Samsung LTE Cat 4 chipset wins kudos in benchmark study

In an independent performance benchmark study of six LTE Category 4 chipsets conducted by Signals Research Group, a Samsung pre-commercial chipset came out on top as the best performer.

"When a pre-commercial chipset takes top honors, one must also take into consideration other factors, such as stringent operator acceptance testing, which could identify problems that fall outside the scope of our study. In the case of Samsung, this issue is somewhat mitigated because it has brought other LTE chipsets to commercial status," said Michael Thelander, president of Signals Research Group.

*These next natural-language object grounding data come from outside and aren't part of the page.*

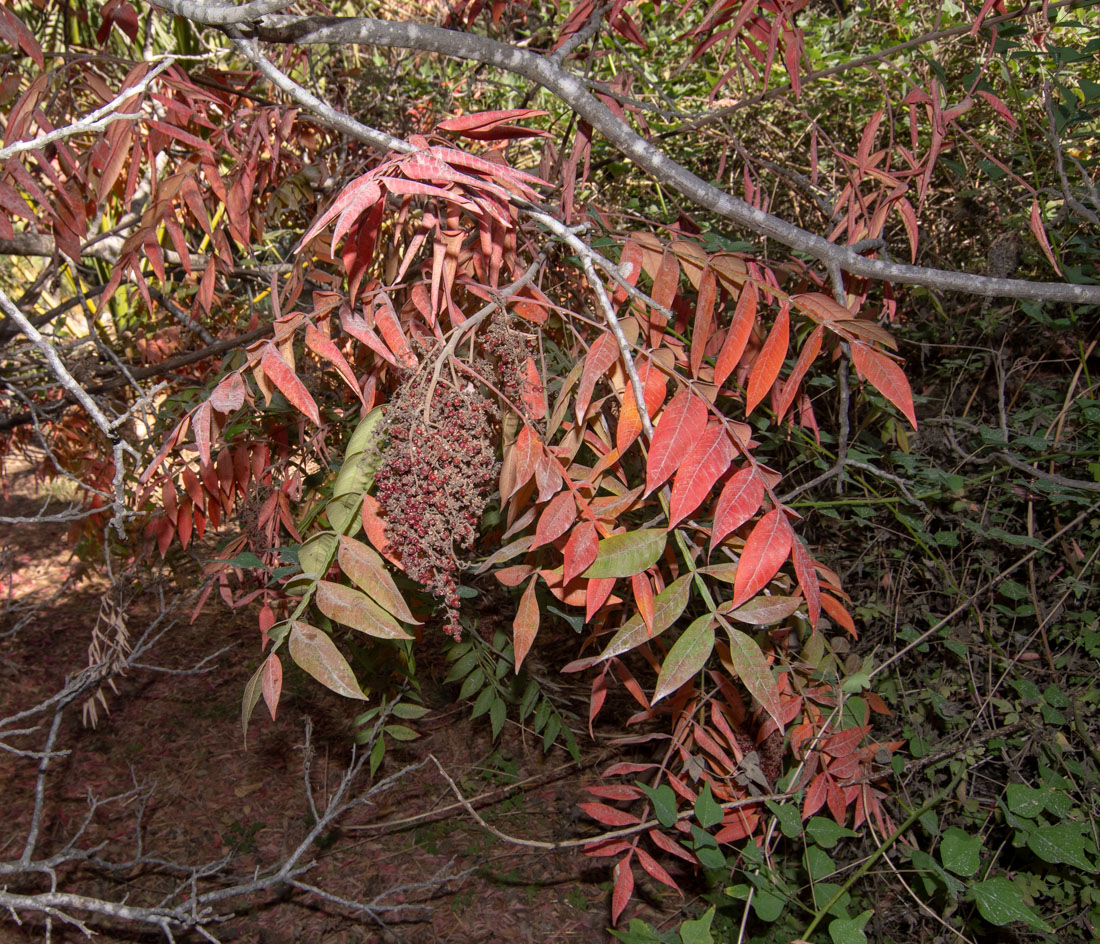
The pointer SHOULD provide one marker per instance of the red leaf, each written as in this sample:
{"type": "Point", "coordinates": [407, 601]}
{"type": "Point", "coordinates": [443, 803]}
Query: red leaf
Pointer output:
{"type": "Point", "coordinates": [286, 380]}
{"type": "Point", "coordinates": [596, 593]}
{"type": "Point", "coordinates": [844, 743]}
{"type": "Point", "coordinates": [624, 886]}
{"type": "Point", "coordinates": [614, 791]}
{"type": "Point", "coordinates": [733, 348]}
{"type": "Point", "coordinates": [386, 321]}
{"type": "Point", "coordinates": [769, 360]}
{"type": "Point", "coordinates": [322, 347]}
{"type": "Point", "coordinates": [534, 394]}
{"type": "Point", "coordinates": [1035, 222]}
{"type": "Point", "coordinates": [272, 682]}
{"type": "Point", "coordinates": [836, 612]}
{"type": "Point", "coordinates": [807, 580]}
{"type": "Point", "coordinates": [806, 357]}
{"type": "Point", "coordinates": [765, 552]}
{"type": "Point", "coordinates": [229, 394]}
{"type": "Point", "coordinates": [886, 376]}
{"type": "Point", "coordinates": [671, 846]}
{"type": "Point", "coordinates": [485, 125]}
{"type": "Point", "coordinates": [580, 550]}
{"type": "Point", "coordinates": [706, 462]}
{"type": "Point", "coordinates": [738, 502]}
{"type": "Point", "coordinates": [815, 796]}
{"type": "Point", "coordinates": [608, 815]}
{"type": "Point", "coordinates": [556, 519]}
{"type": "Point", "coordinates": [837, 804]}
{"type": "Point", "coordinates": [653, 390]}
{"type": "Point", "coordinates": [602, 354]}
{"type": "Point", "coordinates": [703, 327]}
{"type": "Point", "coordinates": [526, 624]}
{"type": "Point", "coordinates": [1000, 108]}
{"type": "Point", "coordinates": [644, 599]}
{"type": "Point", "coordinates": [681, 425]}
{"type": "Point", "coordinates": [655, 868]}
{"type": "Point", "coordinates": [355, 200]}
{"type": "Point", "coordinates": [528, 450]}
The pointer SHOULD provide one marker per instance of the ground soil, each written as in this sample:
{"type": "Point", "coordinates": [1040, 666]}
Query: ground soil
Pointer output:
{"type": "Point", "coordinates": [211, 796]}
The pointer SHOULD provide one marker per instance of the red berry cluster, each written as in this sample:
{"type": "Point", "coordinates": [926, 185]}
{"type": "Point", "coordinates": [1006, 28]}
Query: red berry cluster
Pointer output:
{"type": "Point", "coordinates": [435, 480]}
{"type": "Point", "coordinates": [508, 349]}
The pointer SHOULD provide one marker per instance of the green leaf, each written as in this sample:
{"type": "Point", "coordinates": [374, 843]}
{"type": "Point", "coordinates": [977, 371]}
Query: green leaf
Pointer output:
{"type": "Point", "coordinates": [960, 852]}
{"type": "Point", "coordinates": [354, 608]}
{"type": "Point", "coordinates": [1024, 801]}
{"type": "Point", "coordinates": [550, 735]}
{"type": "Point", "coordinates": [790, 819]}
{"type": "Point", "coordinates": [252, 691]}
{"type": "Point", "coordinates": [752, 669]}
{"type": "Point", "coordinates": [462, 667]}
{"type": "Point", "coordinates": [316, 553]}
{"type": "Point", "coordinates": [627, 555]}
{"type": "Point", "coordinates": [663, 800]}
{"type": "Point", "coordinates": [1062, 843]}
{"type": "Point", "coordinates": [699, 931]}
{"type": "Point", "coordinates": [317, 654]}
{"type": "Point", "coordinates": [484, 702]}
{"type": "Point", "coordinates": [497, 712]}
{"type": "Point", "coordinates": [820, 864]}
{"type": "Point", "coordinates": [377, 753]}
{"type": "Point", "coordinates": [848, 930]}
{"type": "Point", "coordinates": [707, 810]}
{"type": "Point", "coordinates": [472, 683]}
{"type": "Point", "coordinates": [668, 605]}
{"type": "Point", "coordinates": [1000, 902]}
{"type": "Point", "coordinates": [365, 568]}
{"type": "Point", "coordinates": [827, 832]}
{"type": "Point", "coordinates": [763, 611]}
{"type": "Point", "coordinates": [767, 906]}
{"type": "Point", "coordinates": [367, 435]}
{"type": "Point", "coordinates": [686, 656]}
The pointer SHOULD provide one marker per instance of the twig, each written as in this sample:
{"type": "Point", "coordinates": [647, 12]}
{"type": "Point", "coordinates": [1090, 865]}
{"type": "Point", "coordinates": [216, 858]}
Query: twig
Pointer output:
{"type": "Point", "coordinates": [96, 121]}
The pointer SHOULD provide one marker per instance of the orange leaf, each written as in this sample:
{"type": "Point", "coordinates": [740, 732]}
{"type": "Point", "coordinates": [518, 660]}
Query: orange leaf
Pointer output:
{"type": "Point", "coordinates": [534, 394]}
{"type": "Point", "coordinates": [886, 376]}
{"type": "Point", "coordinates": [653, 388]}
{"type": "Point", "coordinates": [681, 425]}
{"type": "Point", "coordinates": [807, 580]}
{"type": "Point", "coordinates": [528, 451]}
{"type": "Point", "coordinates": [580, 550]}
{"type": "Point", "coordinates": [282, 374]}
{"type": "Point", "coordinates": [733, 348]}
{"type": "Point", "coordinates": [556, 519]}
{"type": "Point", "coordinates": [272, 682]}
{"type": "Point", "coordinates": [596, 593]}
{"type": "Point", "coordinates": [738, 502]}
{"type": "Point", "coordinates": [526, 624]}
{"type": "Point", "coordinates": [769, 361]}
{"type": "Point", "coordinates": [836, 612]}
{"type": "Point", "coordinates": [624, 885]}
{"type": "Point", "coordinates": [644, 599]}
{"type": "Point", "coordinates": [810, 351]}
{"type": "Point", "coordinates": [706, 462]}
{"type": "Point", "coordinates": [602, 354]}
{"type": "Point", "coordinates": [703, 327]}
{"type": "Point", "coordinates": [765, 551]}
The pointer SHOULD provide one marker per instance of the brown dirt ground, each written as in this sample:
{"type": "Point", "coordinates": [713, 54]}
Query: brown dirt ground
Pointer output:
{"type": "Point", "coordinates": [212, 796]}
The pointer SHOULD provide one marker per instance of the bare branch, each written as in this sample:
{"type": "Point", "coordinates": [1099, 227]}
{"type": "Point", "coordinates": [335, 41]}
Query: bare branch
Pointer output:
{"type": "Point", "coordinates": [571, 90]}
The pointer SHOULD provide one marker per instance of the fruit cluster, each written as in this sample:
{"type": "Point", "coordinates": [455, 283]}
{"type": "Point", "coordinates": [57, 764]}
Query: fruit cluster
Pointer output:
{"type": "Point", "coordinates": [508, 350]}
{"type": "Point", "coordinates": [433, 482]}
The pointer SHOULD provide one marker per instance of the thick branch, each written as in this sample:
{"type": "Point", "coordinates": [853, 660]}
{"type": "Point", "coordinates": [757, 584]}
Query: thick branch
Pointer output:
{"type": "Point", "coordinates": [570, 89]}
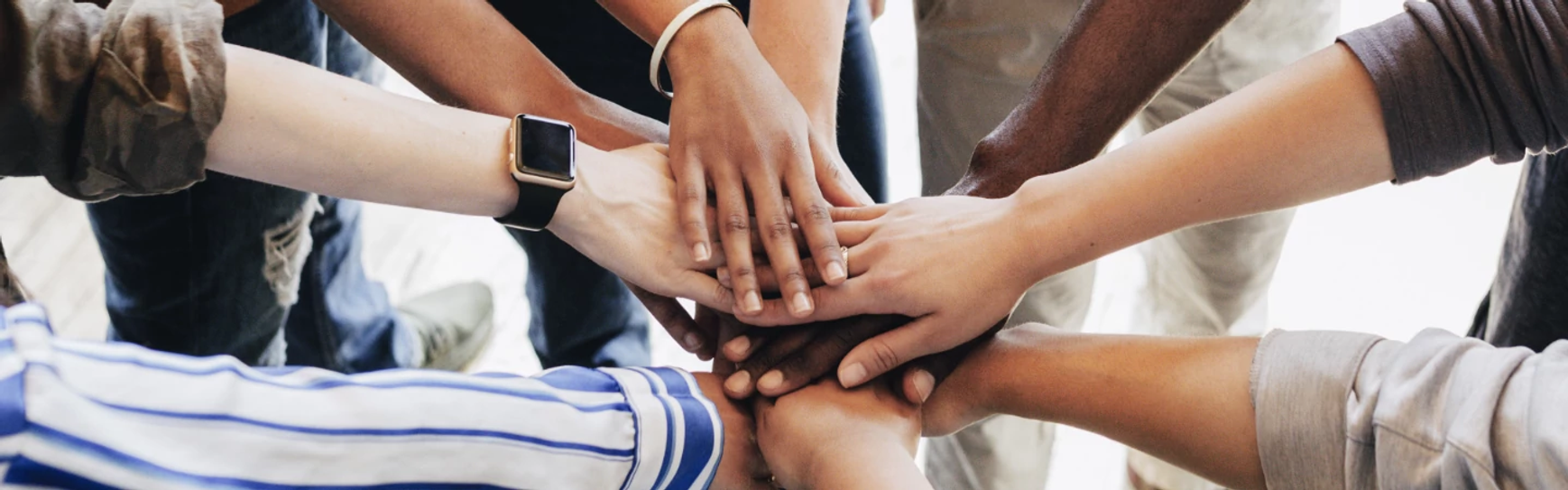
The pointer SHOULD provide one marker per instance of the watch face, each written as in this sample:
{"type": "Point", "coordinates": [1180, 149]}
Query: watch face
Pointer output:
{"type": "Point", "coordinates": [546, 148]}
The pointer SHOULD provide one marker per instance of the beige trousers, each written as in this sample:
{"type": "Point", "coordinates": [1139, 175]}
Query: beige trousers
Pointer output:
{"type": "Point", "coordinates": [977, 60]}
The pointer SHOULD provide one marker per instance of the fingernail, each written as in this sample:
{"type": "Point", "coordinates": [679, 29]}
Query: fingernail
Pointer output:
{"type": "Point", "coordinates": [753, 302]}
{"type": "Point", "coordinates": [836, 272]}
{"type": "Point", "coordinates": [737, 347]}
{"type": "Point", "coordinates": [737, 382]}
{"type": "Point", "coordinates": [924, 382]}
{"type": "Point", "coordinates": [700, 252]}
{"type": "Point", "coordinates": [852, 375]}
{"type": "Point", "coordinates": [801, 303]}
{"type": "Point", "coordinates": [770, 381]}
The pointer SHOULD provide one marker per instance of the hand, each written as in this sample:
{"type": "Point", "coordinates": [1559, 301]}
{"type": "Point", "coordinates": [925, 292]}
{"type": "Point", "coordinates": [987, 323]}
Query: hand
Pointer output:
{"type": "Point", "coordinates": [775, 362]}
{"type": "Point", "coordinates": [622, 216]}
{"type": "Point", "coordinates": [954, 264]}
{"type": "Point", "coordinates": [879, 6]}
{"type": "Point", "coordinates": [824, 435]}
{"type": "Point", "coordinates": [737, 126]}
{"type": "Point", "coordinates": [741, 464]}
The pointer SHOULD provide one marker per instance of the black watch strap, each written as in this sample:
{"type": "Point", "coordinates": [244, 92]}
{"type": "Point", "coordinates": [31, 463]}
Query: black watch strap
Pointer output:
{"type": "Point", "coordinates": [535, 206]}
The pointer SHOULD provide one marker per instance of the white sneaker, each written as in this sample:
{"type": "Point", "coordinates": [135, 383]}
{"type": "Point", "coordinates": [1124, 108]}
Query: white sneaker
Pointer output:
{"type": "Point", "coordinates": [447, 327]}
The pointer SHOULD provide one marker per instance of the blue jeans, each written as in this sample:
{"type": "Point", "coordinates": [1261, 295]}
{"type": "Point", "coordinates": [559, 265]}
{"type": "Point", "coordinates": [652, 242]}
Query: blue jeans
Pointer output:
{"type": "Point", "coordinates": [221, 267]}
{"type": "Point", "coordinates": [582, 314]}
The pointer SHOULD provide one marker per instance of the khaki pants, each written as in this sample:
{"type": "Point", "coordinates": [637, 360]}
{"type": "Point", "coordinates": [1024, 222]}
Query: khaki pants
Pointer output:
{"type": "Point", "coordinates": [977, 60]}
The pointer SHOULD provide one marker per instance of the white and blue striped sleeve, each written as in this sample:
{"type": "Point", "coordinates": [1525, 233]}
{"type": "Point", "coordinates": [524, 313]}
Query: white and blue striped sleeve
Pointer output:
{"type": "Point", "coordinates": [93, 415]}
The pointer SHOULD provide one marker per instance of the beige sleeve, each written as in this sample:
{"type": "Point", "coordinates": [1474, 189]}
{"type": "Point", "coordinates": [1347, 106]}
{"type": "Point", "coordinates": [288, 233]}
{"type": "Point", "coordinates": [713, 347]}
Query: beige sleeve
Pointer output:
{"type": "Point", "coordinates": [116, 101]}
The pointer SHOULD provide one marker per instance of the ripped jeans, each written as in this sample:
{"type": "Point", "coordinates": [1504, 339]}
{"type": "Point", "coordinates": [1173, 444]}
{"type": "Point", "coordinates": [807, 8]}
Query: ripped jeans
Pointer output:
{"type": "Point", "coordinates": [221, 267]}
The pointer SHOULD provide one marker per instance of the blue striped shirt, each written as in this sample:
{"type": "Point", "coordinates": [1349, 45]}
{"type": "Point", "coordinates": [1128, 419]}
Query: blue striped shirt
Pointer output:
{"type": "Point", "coordinates": [93, 415]}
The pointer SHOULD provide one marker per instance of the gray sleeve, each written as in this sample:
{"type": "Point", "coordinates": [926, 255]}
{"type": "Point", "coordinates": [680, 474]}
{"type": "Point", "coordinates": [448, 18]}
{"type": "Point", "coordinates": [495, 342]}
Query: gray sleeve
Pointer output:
{"type": "Point", "coordinates": [1460, 80]}
{"type": "Point", "coordinates": [1349, 411]}
{"type": "Point", "coordinates": [116, 101]}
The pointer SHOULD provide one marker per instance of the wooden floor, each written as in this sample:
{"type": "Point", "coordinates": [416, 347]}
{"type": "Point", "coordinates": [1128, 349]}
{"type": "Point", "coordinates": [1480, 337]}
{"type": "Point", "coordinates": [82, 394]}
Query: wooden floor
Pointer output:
{"type": "Point", "coordinates": [408, 250]}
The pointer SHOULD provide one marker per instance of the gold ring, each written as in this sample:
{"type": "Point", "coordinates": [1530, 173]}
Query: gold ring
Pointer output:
{"type": "Point", "coordinates": [845, 261]}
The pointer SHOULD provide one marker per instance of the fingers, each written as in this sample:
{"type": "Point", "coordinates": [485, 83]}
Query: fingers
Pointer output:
{"type": "Point", "coordinates": [888, 350]}
{"type": "Point", "coordinates": [767, 278]}
{"type": "Point", "coordinates": [773, 349]}
{"type": "Point", "coordinates": [858, 214]}
{"type": "Point", "coordinates": [820, 237]}
{"type": "Point", "coordinates": [735, 235]}
{"type": "Point", "coordinates": [778, 239]}
{"type": "Point", "coordinates": [681, 326]}
{"type": "Point", "coordinates": [692, 195]}
{"type": "Point", "coordinates": [779, 374]}
{"type": "Point", "coordinates": [833, 176]}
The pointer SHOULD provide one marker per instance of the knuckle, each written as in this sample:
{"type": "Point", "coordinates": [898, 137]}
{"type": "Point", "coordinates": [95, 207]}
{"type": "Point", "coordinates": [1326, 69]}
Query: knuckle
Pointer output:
{"type": "Point", "coordinates": [794, 275]}
{"type": "Point", "coordinates": [817, 212]}
{"type": "Point", "coordinates": [885, 356]}
{"type": "Point", "coordinates": [778, 228]}
{"type": "Point", "coordinates": [694, 193]}
{"type": "Point", "coordinates": [737, 224]}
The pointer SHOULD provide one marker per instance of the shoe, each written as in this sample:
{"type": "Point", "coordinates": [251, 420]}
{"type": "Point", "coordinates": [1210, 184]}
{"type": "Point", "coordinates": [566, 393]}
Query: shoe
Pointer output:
{"type": "Point", "coordinates": [448, 327]}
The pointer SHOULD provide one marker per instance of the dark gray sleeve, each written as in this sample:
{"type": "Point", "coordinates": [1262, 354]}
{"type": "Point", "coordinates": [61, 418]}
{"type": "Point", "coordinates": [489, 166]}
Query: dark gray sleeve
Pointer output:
{"type": "Point", "coordinates": [1468, 79]}
{"type": "Point", "coordinates": [116, 101]}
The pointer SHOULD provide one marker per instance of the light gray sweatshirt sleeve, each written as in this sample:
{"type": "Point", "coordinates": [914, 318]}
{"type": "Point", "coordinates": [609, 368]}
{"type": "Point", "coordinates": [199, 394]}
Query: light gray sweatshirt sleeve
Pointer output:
{"type": "Point", "coordinates": [1346, 411]}
{"type": "Point", "coordinates": [1460, 80]}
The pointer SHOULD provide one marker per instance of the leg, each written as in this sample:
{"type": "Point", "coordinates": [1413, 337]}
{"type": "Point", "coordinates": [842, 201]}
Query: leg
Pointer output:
{"type": "Point", "coordinates": [862, 137]}
{"type": "Point", "coordinates": [977, 60]}
{"type": "Point", "coordinates": [1525, 307]}
{"type": "Point", "coordinates": [1206, 280]}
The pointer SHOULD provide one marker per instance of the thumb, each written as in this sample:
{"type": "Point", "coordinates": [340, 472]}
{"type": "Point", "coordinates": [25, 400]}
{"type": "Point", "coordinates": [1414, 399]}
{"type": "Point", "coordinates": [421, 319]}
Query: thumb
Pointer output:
{"type": "Point", "coordinates": [888, 350]}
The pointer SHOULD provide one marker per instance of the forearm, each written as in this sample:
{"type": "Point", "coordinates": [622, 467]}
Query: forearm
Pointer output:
{"type": "Point", "coordinates": [1305, 134]}
{"type": "Point", "coordinates": [466, 54]}
{"type": "Point", "coordinates": [1107, 66]}
{"type": "Point", "coordinates": [297, 126]}
{"type": "Point", "coordinates": [869, 464]}
{"type": "Point", "coordinates": [803, 42]}
{"type": "Point", "coordinates": [1185, 401]}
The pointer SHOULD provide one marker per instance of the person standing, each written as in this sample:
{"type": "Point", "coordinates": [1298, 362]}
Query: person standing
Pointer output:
{"type": "Point", "coordinates": [979, 60]}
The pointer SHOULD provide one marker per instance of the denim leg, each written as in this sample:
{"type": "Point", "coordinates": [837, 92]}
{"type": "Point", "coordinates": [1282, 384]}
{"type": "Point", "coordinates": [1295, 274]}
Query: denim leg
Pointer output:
{"type": "Point", "coordinates": [208, 271]}
{"type": "Point", "coordinates": [344, 319]}
{"type": "Point", "coordinates": [862, 129]}
{"type": "Point", "coordinates": [1525, 305]}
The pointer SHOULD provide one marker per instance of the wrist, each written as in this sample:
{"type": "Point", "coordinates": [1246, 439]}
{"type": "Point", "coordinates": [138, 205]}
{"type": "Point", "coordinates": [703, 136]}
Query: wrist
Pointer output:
{"type": "Point", "coordinates": [577, 203]}
{"type": "Point", "coordinates": [714, 38]}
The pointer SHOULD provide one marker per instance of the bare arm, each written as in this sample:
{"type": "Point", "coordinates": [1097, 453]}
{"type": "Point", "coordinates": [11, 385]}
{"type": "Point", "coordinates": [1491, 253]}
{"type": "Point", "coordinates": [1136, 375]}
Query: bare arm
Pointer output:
{"type": "Point", "coordinates": [1185, 401]}
{"type": "Point", "coordinates": [292, 125]}
{"type": "Point", "coordinates": [1107, 66]}
{"type": "Point", "coordinates": [465, 54]}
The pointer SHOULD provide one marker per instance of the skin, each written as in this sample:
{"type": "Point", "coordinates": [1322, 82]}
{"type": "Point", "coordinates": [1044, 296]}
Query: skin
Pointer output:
{"type": "Point", "coordinates": [448, 49]}
{"type": "Point", "coordinates": [955, 264]}
{"type": "Point", "coordinates": [1107, 66]}
{"type": "Point", "coordinates": [344, 139]}
{"type": "Point", "coordinates": [1185, 401]}
{"type": "Point", "coordinates": [828, 437]}
{"type": "Point", "coordinates": [714, 118]}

He also stressed that using a top-performing chipset may not result in a top-performing mobile device since a poor antenna design or a non-optimized RF front-end can severely degrade RF performance.

All of the pre-commercial and commercial chipsets tested possessed Cat 4 capabilities, meaning they could support a theoretical peak data rate of about 150 Mbps in a 20 MHz LTE FDD channel. The chipsets were made by Ericsson (NASDAQ: ERIC) (pre-commercial), HiSilicon (commercial), Intel (commercial), MediaTek (pre-commercial), Qualcomm (NASDAQ:QCOM) (commercial) and Samsung (pre-commercial). Five of the chipsets were provided directly from the chipset suppliers, while Signals purchased the HiSilicon-based platform on the open market.

Using Spirent Communications' CS8 mobile device test system, Signals measured how each chipset performed under identical conditions and captured key performance indicators to gain additional insight into why some devices and chipsets behaved differently than others. Chipsets were subjected to 29 different test scenarios that combined a mix of fading profiles, (EPA5, EVA5, ETU70 and ETU300, plus static channel conditions) and transmission modes (open loop MIMO and closed loop MIMO). The tests also incorporated different MIMO correlation factors (low, medium and high), and six different SINR values for each of the four fading profiles.

"Based on our highly-objective evaluation criteria, Samsung's pre-commercial chipset was the top-performing chipset, based on its average throughput in each of the tests and based on its individual finishing place in each of the tests," said the Signals report. Samsung also had the most first-place finishes in the tests with 19, followed by MediaTek with four, Qualcomm with three, Intel with two and Ericsson with one.

In addition, Signals ranked the chipsets for each grouping of International Telecommunications Union (ITU) channel models. Based only on the ranking of average throughputs, the winning chipsets in each grouping of tests were: static, MediaTek; high SINR with varying MIMO correlation factors, Intel; EPA5, Samsung; EVA5, Samsung; ETU70, Samsung; and ETU300, Samsung.

Signals and Spirent first partnered on chipset benchmarking studies in 2007. "With peak data rates observed at approximately 30 times higher than our first study, the results have once again demonstrated the potential of LTE and exposed the range of performance in the complex scenarios inherent in next-generation chipsets and devices," said Nigel Wright, Spirent vice president.